CED: Employer-Based Health Care System is Failing

As we noted in yesterday’s post on the Health Plan Innovation Blog, the powerful business-led group, Committee for Economic Development (CED) released its report on the U.S. employer-based health care system.

As expected, the group announced that the U.S. employer-based health care system is failing and suggest that the root causes of the problem lie deep within the structure of our health-care system. No one, the report says, has an incentive to seek, or provide, quality, cost-efficient health care; there is no meaningful competition in our employer-based health insurance system.

The report goes on to suggest that the nation needs a new system to replace employer-provided health insurance, but makes it clear that a government-run command-and-control system will not succeed saying that devolving complex medical decisions from doctors to patients will not lead to more affordable care.

The CED report states that health care can improve when incentives for employers, employees, and providers all encourage quality, affordable care and goes on to establish on one the main tenants of their plan: Individuals, not employers, should choose the health care plan that best meets their needs, from a range of options; no one should be forced into a particular type of plan.

The report then lays out two keys steps for establishing such a market for quality, affordable health care..

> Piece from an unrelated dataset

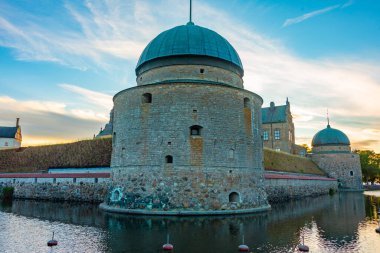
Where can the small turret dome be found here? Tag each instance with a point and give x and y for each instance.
(189, 40)
(330, 137)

  1. In the first step, the report suggests that the federal government should establish independent regional “exchanges” that would provide a single point of entry for each individual to choose among competing private health plans.
  2. In step two, subject to progress by the exchanges and the willingness
    of the public to provide the financing, every household would receive a fixed-dollar credit sufficient to purchase the low-priced quality health plan offered in its region. Every individual, therefore, would be able to buy quality health insurance at no out-of-pocket cost.

With health plans competing to attract cost-conscious consumers, the CED says we can expect our health-care system to change for the better. Health providers, they predict, would be accountable for quality and cost. And, with health plans competing to attract cost-conscious consumers, our health-care system can be expected to change for the better. Health providers would be accountable for quality and cost.

The CED recommends a transition path toward this restructured system in gradual, incremental steps that would be manageable for our political system and our economy. It would begin with the new exchanges providing access to health insurance for small businesses, which by itself would be a major improvement in the health-care marketplace – where small-business employees today often are on their own seeking coverage for themselves and their families.

These may be some warmed-over ideas from the Jackson Hole Group days of the early 90’s, but they are deserve to be a part of the debate about the future of U.S. health care.